At the last minute, I was tasked to attend a seminar but
that’s over now so back to the grind.
In the daily charts, the short term
directional indicators needed a massive move before it could pierce through the
overbought region but it is too near the top.
Having pushed through, it must be
like the dam walls breaking and have a big initial rush of water flowing
outwards, but we are not seeing that here.
So it is a little worrying that if
it didn’t run then it could easily snap back just as quickly.
The medium term
trending indicators have almost equalized the earlier peak now with just about,
another 1 to 2 days’ run before the matches that.
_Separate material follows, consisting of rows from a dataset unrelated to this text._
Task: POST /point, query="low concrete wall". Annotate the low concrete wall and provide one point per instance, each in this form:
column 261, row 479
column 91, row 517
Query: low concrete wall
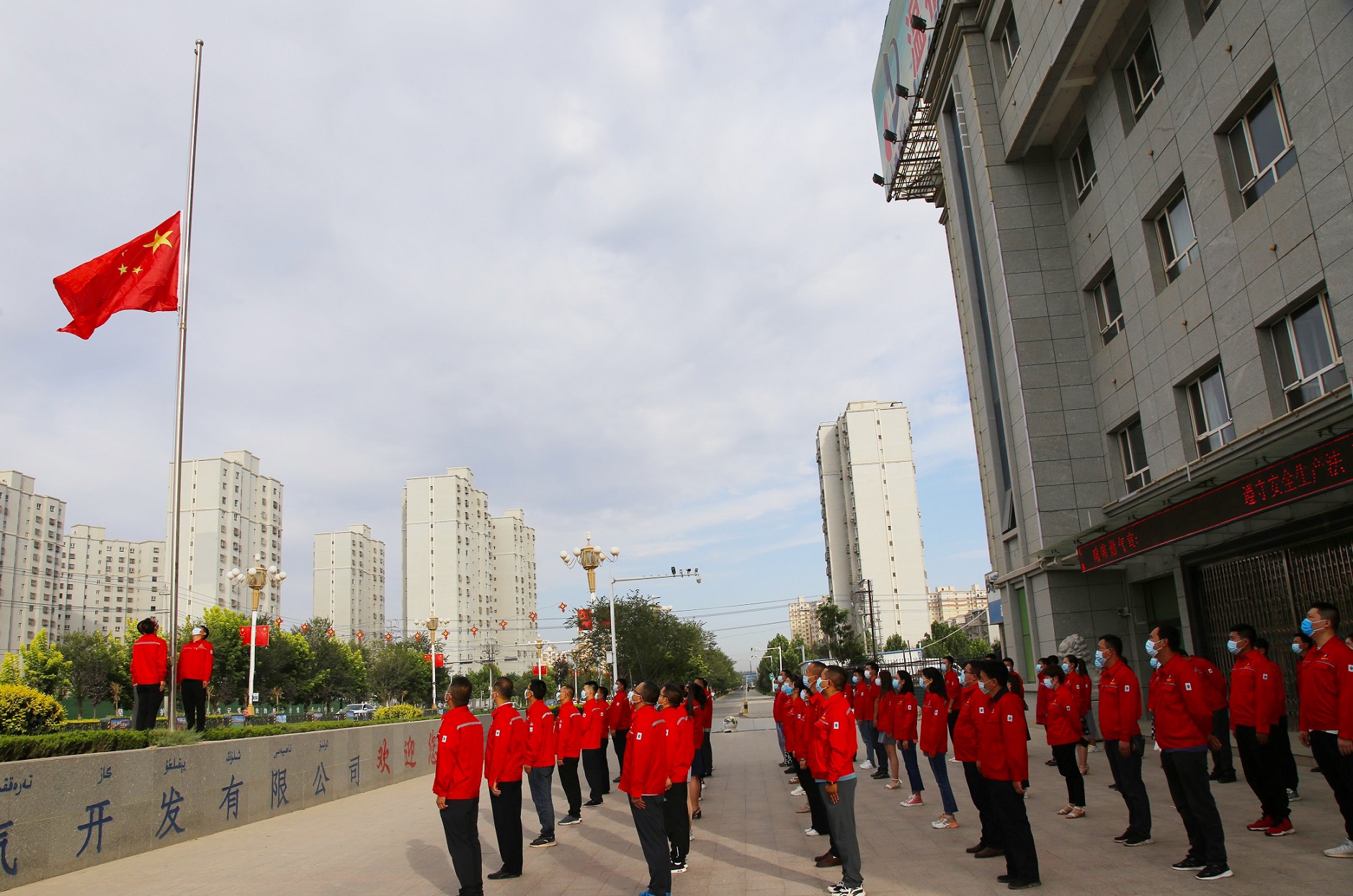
column 68, row 812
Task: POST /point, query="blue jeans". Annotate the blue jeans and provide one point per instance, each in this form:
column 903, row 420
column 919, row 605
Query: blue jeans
column 941, row 773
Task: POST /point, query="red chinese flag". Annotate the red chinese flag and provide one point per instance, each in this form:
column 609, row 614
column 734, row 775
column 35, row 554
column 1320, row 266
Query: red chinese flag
column 141, row 275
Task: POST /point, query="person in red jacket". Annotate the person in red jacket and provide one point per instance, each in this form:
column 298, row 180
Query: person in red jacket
column 619, row 715
column 834, row 774
column 681, row 750
column 504, row 760
column 594, row 743
column 1065, row 735
column 1120, row 714
column 149, row 668
column 194, row 672
column 568, row 740
column 460, row 765
column 1003, row 760
column 934, row 740
column 1325, row 717
column 972, row 719
column 540, row 761
column 1182, row 707
column 644, row 779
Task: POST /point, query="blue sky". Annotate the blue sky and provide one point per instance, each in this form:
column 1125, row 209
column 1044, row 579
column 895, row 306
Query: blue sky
column 619, row 259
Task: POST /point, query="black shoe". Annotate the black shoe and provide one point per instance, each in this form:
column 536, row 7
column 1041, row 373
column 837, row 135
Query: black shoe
column 1214, row 872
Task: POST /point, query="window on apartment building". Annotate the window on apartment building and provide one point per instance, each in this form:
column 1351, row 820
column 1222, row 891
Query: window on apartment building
column 1009, row 42
column 1083, row 168
column 1210, row 412
column 1143, row 73
column 1131, row 446
column 1262, row 146
column 1109, row 308
column 1308, row 360
column 1179, row 244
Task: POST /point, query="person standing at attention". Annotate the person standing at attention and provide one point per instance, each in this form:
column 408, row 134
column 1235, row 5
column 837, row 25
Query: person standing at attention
column 460, row 763
column 644, row 780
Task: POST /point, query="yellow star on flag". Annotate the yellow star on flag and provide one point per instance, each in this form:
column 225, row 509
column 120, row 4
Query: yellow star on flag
column 157, row 240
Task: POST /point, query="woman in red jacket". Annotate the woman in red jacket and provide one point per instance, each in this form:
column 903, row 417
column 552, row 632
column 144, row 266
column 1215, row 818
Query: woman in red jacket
column 1065, row 735
column 935, row 742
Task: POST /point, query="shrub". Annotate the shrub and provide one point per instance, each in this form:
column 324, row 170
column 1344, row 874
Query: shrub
column 29, row 711
column 69, row 743
column 399, row 712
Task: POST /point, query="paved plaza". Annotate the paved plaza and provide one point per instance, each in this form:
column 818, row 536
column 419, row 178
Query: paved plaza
column 750, row 841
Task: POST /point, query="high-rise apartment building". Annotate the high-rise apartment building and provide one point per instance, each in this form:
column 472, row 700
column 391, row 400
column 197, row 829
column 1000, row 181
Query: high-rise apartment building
column 1146, row 212
column 32, row 532
column 451, row 570
column 111, row 583
column 872, row 526
column 231, row 514
column 349, row 582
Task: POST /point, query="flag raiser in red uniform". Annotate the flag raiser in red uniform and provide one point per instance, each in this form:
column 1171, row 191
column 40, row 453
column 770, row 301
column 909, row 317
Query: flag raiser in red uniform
column 140, row 275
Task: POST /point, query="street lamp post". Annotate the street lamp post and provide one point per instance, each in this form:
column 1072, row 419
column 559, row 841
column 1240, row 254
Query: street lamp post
column 257, row 578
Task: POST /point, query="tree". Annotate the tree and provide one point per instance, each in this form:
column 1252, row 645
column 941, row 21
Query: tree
column 44, row 666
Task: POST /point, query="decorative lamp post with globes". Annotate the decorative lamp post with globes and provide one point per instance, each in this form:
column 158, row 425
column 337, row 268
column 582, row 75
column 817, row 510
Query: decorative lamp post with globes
column 257, row 578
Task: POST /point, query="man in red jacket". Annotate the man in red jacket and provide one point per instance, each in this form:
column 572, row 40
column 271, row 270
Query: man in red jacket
column 540, row 761
column 504, row 760
column 194, row 673
column 568, row 748
column 1003, row 760
column 681, row 751
column 1253, row 720
column 644, row 779
column 1325, row 689
column 619, row 717
column 834, row 774
column 149, row 666
column 1182, row 707
column 1120, row 725
column 460, row 763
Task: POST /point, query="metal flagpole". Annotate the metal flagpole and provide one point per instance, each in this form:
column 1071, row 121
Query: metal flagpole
column 186, row 248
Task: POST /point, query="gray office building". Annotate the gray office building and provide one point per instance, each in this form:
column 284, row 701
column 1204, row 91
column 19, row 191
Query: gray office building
column 1151, row 232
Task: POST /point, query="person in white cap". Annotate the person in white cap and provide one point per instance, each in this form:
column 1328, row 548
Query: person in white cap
column 194, row 673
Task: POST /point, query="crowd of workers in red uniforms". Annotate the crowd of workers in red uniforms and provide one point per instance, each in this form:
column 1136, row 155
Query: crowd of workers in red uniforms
column 1195, row 712
column 661, row 735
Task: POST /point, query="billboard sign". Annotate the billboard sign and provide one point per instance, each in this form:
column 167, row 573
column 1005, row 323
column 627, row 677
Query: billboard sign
column 901, row 57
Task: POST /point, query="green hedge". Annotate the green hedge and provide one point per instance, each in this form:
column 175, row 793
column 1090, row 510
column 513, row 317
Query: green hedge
column 69, row 743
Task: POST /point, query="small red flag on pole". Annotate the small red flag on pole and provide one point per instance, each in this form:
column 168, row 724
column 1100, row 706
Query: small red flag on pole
column 141, row 275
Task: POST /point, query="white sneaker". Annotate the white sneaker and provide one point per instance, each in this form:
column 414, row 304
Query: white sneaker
column 1342, row 851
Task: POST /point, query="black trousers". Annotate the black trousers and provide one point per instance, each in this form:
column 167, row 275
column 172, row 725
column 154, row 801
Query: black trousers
column 653, row 840
column 1222, row 762
column 194, row 704
column 1012, row 820
column 146, row 707
column 1069, row 766
column 1264, row 771
column 568, row 780
column 1186, row 773
column 1339, row 773
column 594, row 769
column 1128, row 776
column 619, row 743
column 460, row 822
column 506, row 807
column 983, row 802
column 676, row 820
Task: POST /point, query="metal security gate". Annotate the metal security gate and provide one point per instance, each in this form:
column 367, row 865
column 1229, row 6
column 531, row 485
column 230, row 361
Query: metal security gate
column 1271, row 592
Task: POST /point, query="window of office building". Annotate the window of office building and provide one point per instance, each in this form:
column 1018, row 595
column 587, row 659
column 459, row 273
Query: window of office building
column 1262, row 146
column 1179, row 244
column 1308, row 359
column 1210, row 412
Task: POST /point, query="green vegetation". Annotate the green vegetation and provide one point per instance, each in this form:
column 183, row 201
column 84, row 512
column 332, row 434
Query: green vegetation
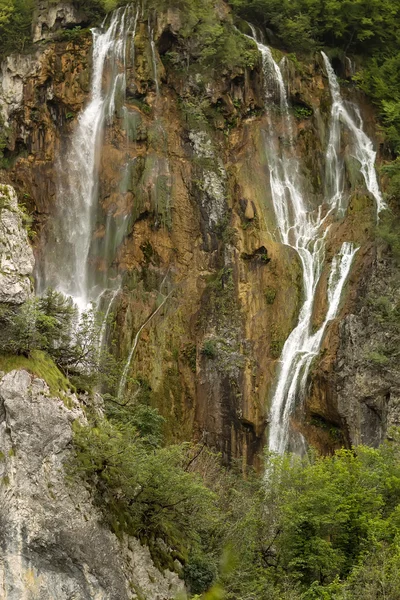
column 362, row 25
column 270, row 294
column 51, row 325
column 319, row 527
column 40, row 364
column 209, row 349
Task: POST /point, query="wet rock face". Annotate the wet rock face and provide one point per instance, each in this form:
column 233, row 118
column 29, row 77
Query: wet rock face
column 366, row 371
column 16, row 256
column 52, row 544
column 200, row 226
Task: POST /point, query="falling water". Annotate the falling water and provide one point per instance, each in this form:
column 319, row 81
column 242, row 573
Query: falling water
column 304, row 229
column 68, row 263
column 363, row 148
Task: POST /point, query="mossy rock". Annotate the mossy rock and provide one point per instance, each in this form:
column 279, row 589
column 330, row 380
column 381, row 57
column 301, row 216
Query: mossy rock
column 40, row 364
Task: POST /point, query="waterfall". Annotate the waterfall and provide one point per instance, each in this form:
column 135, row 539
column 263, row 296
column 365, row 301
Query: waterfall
column 303, row 228
column 68, row 259
column 363, row 148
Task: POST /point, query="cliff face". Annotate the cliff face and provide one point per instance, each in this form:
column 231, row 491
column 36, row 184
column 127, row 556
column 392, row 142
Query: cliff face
column 201, row 235
column 51, row 538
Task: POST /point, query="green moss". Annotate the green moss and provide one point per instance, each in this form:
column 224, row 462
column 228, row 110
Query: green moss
column 209, row 349
column 270, row 294
column 39, row 364
column 189, row 355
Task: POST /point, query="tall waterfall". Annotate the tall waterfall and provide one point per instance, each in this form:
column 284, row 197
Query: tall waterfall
column 69, row 260
column 304, row 228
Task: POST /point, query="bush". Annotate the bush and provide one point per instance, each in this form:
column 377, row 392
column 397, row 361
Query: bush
column 146, row 492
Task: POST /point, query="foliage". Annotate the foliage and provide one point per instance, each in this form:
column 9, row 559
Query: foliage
column 146, row 492
column 52, row 324
column 15, row 24
column 303, row 24
column 40, row 364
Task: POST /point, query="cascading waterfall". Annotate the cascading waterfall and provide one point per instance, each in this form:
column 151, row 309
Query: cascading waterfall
column 363, row 148
column 68, row 264
column 304, row 228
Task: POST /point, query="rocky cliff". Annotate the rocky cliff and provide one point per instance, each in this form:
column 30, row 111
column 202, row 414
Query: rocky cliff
column 200, row 237
column 52, row 542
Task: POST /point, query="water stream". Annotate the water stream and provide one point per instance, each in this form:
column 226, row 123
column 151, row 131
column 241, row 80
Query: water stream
column 71, row 256
column 304, row 228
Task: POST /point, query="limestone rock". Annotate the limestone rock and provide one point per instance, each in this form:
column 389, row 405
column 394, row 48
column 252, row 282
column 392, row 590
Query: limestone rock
column 51, row 538
column 16, row 256
column 13, row 72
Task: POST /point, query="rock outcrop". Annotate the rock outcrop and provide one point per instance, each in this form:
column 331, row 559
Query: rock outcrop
column 52, row 543
column 199, row 232
column 16, row 256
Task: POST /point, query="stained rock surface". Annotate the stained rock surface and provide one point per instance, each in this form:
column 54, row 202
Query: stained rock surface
column 16, row 256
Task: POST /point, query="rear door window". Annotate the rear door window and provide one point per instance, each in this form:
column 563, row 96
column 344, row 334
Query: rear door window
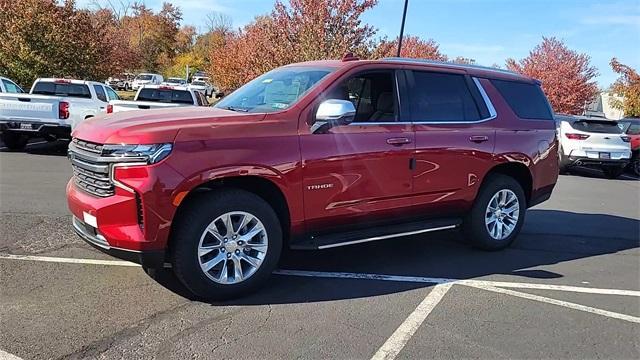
column 525, row 99
column 166, row 96
column 62, row 89
column 442, row 97
column 100, row 93
column 597, row 126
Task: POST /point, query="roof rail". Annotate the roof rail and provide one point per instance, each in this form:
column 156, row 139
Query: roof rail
column 462, row 66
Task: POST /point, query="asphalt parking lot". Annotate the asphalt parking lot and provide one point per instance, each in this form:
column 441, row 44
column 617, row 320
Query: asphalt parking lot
column 568, row 288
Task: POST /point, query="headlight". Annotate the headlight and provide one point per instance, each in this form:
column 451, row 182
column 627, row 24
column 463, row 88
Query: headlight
column 149, row 153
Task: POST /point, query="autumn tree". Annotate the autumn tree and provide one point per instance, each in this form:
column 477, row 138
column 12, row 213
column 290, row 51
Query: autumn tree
column 153, row 35
column 567, row 76
column 41, row 38
column 301, row 30
column 412, row 47
column 627, row 85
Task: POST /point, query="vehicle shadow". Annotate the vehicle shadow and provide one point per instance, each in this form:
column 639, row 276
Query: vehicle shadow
column 39, row 146
column 548, row 237
column 597, row 174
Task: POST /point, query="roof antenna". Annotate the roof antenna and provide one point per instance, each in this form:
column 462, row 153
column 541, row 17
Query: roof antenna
column 404, row 16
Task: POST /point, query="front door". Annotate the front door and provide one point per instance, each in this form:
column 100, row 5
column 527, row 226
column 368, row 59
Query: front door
column 359, row 174
column 455, row 137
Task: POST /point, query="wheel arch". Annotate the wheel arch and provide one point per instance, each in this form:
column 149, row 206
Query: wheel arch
column 518, row 171
column 262, row 186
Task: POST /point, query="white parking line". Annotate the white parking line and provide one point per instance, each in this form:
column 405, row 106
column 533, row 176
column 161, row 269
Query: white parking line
column 566, row 304
column 394, row 344
column 68, row 260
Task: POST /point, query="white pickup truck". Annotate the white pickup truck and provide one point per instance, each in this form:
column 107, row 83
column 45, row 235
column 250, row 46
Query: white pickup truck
column 159, row 97
column 8, row 86
column 51, row 110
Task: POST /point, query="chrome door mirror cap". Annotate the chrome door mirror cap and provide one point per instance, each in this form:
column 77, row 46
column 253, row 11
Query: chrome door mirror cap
column 333, row 112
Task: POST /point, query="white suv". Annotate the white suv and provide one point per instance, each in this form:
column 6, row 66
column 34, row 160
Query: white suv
column 592, row 142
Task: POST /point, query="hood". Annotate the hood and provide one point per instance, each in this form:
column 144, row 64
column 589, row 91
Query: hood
column 158, row 125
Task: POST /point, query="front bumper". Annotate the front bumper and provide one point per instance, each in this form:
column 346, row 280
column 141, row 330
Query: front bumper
column 149, row 258
column 591, row 161
column 36, row 128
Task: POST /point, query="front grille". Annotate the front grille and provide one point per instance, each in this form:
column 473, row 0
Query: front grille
column 87, row 146
column 89, row 173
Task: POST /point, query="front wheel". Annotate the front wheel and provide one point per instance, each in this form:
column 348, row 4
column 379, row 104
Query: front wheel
column 497, row 215
column 226, row 244
column 14, row 141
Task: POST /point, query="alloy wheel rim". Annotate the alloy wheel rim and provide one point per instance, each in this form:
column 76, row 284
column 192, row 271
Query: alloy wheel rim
column 232, row 247
column 502, row 214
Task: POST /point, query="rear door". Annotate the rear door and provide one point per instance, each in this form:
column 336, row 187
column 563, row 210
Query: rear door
column 454, row 138
column 359, row 174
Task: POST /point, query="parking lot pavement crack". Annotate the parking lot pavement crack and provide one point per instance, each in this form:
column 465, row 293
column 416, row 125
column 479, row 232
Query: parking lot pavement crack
column 96, row 348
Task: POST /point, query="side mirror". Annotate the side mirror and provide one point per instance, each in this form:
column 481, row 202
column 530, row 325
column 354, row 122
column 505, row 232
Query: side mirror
column 332, row 113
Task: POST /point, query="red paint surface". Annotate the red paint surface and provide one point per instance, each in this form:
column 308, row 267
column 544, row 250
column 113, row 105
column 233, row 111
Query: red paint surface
column 360, row 176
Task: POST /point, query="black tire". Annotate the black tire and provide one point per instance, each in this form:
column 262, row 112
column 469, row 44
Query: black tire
column 14, row 141
column 474, row 227
column 563, row 162
column 635, row 166
column 192, row 222
column 612, row 172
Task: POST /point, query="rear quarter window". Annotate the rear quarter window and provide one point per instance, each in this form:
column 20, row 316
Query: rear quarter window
column 526, row 100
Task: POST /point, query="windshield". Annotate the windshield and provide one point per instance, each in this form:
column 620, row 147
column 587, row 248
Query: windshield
column 274, row 91
column 166, row 96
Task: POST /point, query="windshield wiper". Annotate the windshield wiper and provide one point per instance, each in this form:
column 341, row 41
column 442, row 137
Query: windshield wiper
column 235, row 109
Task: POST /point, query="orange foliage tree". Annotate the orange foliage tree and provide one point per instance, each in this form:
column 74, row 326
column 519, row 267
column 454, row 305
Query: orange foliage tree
column 412, row 47
column 566, row 75
column 627, row 85
column 300, row 31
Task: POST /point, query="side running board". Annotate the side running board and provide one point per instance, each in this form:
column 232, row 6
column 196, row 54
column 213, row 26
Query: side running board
column 329, row 241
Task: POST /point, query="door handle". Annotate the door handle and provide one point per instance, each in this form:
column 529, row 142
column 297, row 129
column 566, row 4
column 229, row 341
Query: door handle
column 478, row 138
column 398, row 141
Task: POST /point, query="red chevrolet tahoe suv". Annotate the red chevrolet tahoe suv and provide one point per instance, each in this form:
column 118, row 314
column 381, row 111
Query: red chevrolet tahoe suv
column 314, row 155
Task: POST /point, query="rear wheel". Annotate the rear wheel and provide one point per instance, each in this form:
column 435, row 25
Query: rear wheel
column 14, row 141
column 497, row 214
column 226, row 244
column 612, row 172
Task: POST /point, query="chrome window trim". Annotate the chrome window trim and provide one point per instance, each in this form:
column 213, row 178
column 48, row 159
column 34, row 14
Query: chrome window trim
column 487, row 101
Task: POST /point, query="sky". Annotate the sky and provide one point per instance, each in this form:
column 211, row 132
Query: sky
column 488, row 31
However, there is nothing to
suggest any weakness just yet so gold could push to at least 1310 if all goes
smoothly.
The long term directional indicators are looking scarily solid and
trying break out above the channel, which is what is keeping gold in check
right now.
The top now is at 1296 and a closing above this is required to
confirm the break out but the running away must also happen or else it will be
swallowed back into the channel.
The momentum/volatility indicators are finally
at decent levels, at least one of them and if the other two quickly follow the
former, then gold will be excited enough to see a nice big push upwards.
The
positive bias had a small contraction overnight but is not in danger of being
overrun this week as it has by now, opened up a big lead.
Interim supports are at 1287, 1278 & 1265 with minor
supports at 1282.50, 1270.60 & 1260.60.
Interim resistances are at 1294, 1297.50 & 1310.50 with
minor resistances at 1305.90, 1309.90 & 1316.
The daily/weekly trend changer points are at
1266.05/1213.80.
Note: The weekly point was triggered earlier in the week and
could set gold up to remain firmer in the longer term.